A Insuficiência Cardíaca com Fração de Ejeção Recuperada (ICFER) é uma condição cada vez mais reconhecida, onde pacientes com IC com Fração de Ejeção Reduzida (ICFER, FEVE < 40%) experimentam uma melhora significativa da função ventricular esquerda (> 40%), muitas vezes acompanhada de melhora sintomática. Essa recuperação é frequentemente atribuída à otimização da terapia medicamentosa e ao tratamento de causas reversíveis. É um cenário clínico importante para residentes, pois a conduta adequada impacta diretamente o prognóstico do paciente. A fisiopatologia da ICFER envolve o remodelamento reverso do ventrículo esquerdo, onde as alterações estruturais e funcionais induzidas pela IC são parcialmente revertidas. Os medicamentos como sacubitril/valsartana, carvedilol, espironolactona e empagliflozina desempenham papéis cruciais nesse processo, atuando em diferentes vias neuro-hormonais e metabólicas. A melhora da FEVE e da classe funcional não significa a cura da doença subjacente, mas sim uma estabilização do quadro. As diretrizes atuais de tratamento da IC enfatizam a importância de manter a terapia otimizada mesmo em pacientes com ICFER. A suspensão dos medicamentos pode levar à recidiva da disfunção ventricular e dos sintomas, piorando o prognóstico. Portanto, a conduta farmacológica adequada é a manutenção dos medicamentos e das doses atuais, monitorando a pressão arterial, frequência cardíaca, função renal e eletrólitos, para garantir a segurança e eficácia a longo prazo.

Perguntas Frequentes

O que significa Insuficiência Cardíaca com Fração de Ejeção Recuperada (ICFER)?

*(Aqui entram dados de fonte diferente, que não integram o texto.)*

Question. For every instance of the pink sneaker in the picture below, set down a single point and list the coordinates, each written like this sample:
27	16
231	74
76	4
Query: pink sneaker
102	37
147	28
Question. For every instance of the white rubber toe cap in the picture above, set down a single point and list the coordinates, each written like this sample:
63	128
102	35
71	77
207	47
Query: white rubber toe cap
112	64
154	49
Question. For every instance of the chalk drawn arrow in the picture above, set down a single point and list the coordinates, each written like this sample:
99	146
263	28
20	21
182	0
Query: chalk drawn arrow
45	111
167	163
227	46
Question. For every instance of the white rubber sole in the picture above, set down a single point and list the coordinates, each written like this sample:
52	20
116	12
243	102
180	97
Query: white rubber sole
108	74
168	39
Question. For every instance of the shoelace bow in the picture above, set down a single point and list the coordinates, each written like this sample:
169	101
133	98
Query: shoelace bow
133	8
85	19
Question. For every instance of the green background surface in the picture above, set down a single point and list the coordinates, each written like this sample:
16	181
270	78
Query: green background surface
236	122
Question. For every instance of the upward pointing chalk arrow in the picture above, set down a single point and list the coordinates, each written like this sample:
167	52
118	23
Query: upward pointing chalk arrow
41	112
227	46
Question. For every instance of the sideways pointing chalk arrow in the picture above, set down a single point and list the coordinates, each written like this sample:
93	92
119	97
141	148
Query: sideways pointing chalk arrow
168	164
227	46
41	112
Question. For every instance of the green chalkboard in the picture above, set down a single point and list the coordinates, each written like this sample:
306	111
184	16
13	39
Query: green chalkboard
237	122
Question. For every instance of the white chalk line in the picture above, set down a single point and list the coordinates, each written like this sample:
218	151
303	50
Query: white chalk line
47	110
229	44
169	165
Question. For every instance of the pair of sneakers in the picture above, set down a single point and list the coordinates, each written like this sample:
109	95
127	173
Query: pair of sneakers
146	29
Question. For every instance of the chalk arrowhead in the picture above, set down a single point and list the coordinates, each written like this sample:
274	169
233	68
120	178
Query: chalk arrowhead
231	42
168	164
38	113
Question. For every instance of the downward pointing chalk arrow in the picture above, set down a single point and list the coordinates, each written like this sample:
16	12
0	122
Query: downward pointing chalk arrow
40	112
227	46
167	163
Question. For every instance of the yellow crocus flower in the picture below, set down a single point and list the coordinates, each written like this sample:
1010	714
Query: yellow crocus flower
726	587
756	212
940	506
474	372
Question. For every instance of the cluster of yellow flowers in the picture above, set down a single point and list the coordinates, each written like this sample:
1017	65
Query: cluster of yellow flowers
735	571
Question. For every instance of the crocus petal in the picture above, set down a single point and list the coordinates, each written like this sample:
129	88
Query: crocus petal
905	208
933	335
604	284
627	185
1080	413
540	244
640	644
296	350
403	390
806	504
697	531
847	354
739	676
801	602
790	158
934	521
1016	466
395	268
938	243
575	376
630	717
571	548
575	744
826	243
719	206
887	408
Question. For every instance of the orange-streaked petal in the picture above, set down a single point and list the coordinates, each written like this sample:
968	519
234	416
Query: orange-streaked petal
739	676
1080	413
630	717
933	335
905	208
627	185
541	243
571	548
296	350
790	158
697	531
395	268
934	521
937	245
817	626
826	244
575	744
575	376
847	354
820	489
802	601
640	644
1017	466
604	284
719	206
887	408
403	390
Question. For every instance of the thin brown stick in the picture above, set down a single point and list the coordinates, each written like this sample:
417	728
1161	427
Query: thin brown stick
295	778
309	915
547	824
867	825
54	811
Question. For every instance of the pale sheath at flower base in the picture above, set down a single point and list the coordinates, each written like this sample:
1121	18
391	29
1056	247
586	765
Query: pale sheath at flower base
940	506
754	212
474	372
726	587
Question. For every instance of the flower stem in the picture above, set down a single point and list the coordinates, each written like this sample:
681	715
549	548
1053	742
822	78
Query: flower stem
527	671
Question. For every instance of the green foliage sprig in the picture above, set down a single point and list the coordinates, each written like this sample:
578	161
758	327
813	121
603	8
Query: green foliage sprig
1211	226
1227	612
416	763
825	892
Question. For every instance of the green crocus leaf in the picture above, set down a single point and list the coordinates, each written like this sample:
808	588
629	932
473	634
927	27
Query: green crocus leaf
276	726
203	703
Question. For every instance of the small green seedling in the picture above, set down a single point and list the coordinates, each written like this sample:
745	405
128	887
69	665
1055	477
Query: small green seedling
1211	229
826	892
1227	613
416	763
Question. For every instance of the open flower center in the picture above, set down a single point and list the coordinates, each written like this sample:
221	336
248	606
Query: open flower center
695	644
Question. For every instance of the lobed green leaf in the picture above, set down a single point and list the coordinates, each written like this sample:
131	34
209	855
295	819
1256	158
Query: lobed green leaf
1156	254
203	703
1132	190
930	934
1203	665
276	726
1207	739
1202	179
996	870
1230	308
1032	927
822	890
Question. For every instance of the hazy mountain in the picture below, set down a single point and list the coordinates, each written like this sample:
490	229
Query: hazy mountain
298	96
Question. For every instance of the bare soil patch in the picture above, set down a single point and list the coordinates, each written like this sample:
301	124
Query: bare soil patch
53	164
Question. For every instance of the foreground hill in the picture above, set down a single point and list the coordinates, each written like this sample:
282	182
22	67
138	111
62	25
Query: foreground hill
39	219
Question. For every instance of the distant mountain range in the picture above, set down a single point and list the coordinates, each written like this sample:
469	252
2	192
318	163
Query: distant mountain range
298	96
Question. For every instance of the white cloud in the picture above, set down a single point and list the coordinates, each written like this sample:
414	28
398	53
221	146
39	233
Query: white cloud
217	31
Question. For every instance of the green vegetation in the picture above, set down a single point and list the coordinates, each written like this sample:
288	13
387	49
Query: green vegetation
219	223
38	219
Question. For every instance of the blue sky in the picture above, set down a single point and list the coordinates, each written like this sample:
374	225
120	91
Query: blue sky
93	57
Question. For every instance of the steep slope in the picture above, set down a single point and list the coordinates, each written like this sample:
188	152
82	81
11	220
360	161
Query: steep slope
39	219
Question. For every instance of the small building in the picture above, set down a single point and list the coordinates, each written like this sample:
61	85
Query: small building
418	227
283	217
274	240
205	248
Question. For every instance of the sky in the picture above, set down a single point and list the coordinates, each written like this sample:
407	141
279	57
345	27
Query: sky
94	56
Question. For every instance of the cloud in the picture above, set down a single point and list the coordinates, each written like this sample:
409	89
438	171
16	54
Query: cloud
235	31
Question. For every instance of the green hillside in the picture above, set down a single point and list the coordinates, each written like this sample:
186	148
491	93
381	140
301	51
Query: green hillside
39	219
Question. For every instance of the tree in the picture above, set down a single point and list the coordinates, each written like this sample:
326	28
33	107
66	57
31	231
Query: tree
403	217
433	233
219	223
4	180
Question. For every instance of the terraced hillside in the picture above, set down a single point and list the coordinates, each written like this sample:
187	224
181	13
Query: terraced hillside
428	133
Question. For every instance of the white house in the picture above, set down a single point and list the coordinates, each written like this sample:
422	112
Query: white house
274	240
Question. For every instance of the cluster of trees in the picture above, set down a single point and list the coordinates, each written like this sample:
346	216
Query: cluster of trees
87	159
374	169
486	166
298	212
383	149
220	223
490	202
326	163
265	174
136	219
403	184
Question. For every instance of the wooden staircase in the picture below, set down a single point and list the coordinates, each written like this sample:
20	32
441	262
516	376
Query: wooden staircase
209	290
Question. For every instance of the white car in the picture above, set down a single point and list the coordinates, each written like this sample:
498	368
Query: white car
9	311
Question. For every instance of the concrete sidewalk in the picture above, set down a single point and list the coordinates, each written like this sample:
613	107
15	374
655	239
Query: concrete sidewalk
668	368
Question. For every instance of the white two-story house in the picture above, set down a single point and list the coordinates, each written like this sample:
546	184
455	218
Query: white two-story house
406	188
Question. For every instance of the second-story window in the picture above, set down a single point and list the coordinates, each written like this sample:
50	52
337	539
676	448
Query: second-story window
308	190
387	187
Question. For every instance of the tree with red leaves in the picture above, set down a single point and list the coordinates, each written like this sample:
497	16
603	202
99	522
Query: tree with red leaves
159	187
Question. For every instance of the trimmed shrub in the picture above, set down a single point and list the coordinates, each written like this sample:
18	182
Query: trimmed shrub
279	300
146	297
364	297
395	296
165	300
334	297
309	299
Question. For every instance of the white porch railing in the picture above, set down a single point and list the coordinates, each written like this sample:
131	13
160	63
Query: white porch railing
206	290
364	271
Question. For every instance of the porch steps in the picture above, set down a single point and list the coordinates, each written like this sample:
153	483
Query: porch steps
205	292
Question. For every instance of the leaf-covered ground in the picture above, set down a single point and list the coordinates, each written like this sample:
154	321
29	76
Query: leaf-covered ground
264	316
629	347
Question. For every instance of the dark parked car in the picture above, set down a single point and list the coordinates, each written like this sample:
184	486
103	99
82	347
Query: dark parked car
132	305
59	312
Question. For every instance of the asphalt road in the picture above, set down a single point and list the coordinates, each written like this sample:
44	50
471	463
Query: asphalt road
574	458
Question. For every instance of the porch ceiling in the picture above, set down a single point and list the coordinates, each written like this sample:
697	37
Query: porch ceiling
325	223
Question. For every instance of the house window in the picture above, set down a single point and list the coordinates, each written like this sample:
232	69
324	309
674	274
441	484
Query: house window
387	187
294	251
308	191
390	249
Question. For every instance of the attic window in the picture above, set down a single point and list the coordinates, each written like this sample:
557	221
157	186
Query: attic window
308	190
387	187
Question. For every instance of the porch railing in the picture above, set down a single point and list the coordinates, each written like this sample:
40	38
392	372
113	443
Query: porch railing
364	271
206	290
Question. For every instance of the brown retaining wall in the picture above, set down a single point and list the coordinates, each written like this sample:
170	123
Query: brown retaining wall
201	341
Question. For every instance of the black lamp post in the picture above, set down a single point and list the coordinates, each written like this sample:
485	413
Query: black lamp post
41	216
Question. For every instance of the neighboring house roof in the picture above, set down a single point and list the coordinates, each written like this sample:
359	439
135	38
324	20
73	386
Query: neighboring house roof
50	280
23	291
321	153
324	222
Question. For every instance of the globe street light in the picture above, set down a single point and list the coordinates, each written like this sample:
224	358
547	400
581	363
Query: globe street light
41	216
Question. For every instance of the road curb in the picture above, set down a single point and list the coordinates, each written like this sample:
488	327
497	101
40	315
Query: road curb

ICFER refere-se a pacientes que inicialmente apresentavam Insuficiência Cardíaca com Fração de Ejeção Reduzida (FEVE < 40%) e que, após tratamento, tiveram sua FEVE melhorada para > 40%, com ou sem resolução dos sintomas.

Por que é importante manter a terapia otimizada mesmo com a melhora da FEVE?

A manutenção da terapia otimizada é crucial para prevenir a recorrência da disfunção ventricular e dos sintomas, estabilizar o remodelamento reverso e melhorar o prognóstico a longo prazo, mesmo em pacientes assintomáticos.

Quais são os pilares da terapia medicamentosa para ICFER, mesmo após a recuperação da FEVE?

Os pilares incluem inibidores da ECA/BRA/ARNI (sacubitril/valsartana), betabloqueadores (carvedilol), antagonistas do receptor de mineralocorticoide (espironolactona) e inibidores do SGLT2 (empagliflozina), que comprovadamente reduzem morbimortalidade.